In the end, Congress rejected the “stop-buy” language. More important, Congress resisted DEA’s pleas that the law’s interpretation be federally controlled. Instead, Congress decided to make the Combat Meth Act more of guideline than an actual mandate, leaving specific interpretation to state governments. This, according to Loya, effectively laid the law bare to the powerful NARCS lobby. Meantime, the law’s leading advocates and negotiators—Republican Congressman Mark Souder and Senator Dianne Feinstein, Democrat of California—declared the legislation a groundbreaking blow to meth.

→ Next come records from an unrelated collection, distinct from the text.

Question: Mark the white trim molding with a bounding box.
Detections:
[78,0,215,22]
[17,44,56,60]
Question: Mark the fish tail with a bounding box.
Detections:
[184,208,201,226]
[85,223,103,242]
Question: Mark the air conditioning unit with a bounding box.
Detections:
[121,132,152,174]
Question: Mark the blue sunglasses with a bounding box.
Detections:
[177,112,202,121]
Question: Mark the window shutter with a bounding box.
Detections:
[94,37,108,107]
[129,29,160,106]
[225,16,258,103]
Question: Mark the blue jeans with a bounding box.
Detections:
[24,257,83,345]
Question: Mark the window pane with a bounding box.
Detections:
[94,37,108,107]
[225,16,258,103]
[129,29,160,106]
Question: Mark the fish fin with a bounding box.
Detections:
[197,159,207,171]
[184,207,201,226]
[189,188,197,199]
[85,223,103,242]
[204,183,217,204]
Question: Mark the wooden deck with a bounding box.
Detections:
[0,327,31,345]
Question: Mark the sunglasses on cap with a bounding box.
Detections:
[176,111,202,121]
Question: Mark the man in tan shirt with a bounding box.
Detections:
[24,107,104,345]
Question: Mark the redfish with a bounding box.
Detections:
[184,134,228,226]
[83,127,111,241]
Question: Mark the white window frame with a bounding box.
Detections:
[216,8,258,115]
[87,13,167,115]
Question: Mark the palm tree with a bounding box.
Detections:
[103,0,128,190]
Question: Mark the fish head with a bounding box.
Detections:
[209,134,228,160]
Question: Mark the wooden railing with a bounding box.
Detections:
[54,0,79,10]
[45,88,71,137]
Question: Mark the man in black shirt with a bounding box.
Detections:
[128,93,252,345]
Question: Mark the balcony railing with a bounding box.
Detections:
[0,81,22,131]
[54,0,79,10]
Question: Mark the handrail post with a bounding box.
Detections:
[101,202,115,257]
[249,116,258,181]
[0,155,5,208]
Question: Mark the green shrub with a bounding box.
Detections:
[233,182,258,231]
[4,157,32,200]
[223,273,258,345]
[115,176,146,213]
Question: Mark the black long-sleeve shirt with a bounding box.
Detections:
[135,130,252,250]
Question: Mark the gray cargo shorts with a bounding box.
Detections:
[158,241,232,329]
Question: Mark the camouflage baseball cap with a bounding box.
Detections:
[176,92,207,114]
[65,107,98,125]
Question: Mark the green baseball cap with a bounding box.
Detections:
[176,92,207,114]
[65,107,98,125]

Loya characterized the failure of the Combat Meth Act in terms that would have been all too familiar to Larry Murphy back in 2005. States, he said, just like towns and counties, are businesses. Poor states like Missouri, just like poor towns like Oelwein, are loath to risk straining relations with chains like CVS and Rite-Aid. Back when Larry Murphy made the decision to rebuild his town by rejecting businesses that weren’t good for the community, he reconciled himself to the risk that Oelwein could become poorer still, and that he would be blamed. Oelwein gambled and won in 2005 and 2006. Missouri, faced with an implicit threat to its already teetering economy from NARCS, chose to play it safe, refusing to adopt DEA’s “stop-buy” language in its interpretation of the Combat Meth Act late in 2006. At the further behest of NARCS, Loya said, the state legislature allowed pharmacies to rely on handwritten logs of cold medicine sales, thereby saving chains the need to buy new computer programs. A year and a half later, Missouri once again has the highest per capita crank production in the United States.
“Here we are,” Loya said, “the most technologically advanced nation in history, and we have thousands of people writing hundreds of thousands of names in notebooks. We pass a law, and then we basically tell these huge companies that they’re not responsible for complying. It’s stunning.”
In reaction, the cottage meth industry has become more efficient than Loya ever imagined. Beavis and Butt-Head labs have become more like midlevel operations, he said. Smurfing has become an industry in its own right. Having developed not just local but also national distribution chains, Smurfers drive from state to state and region to region buying cold medicine and selling it to increasingly productive and organized networks of batchers. Locally, Smurfs pay pharmacy employees to ignore the fact they are stealing cold medicine.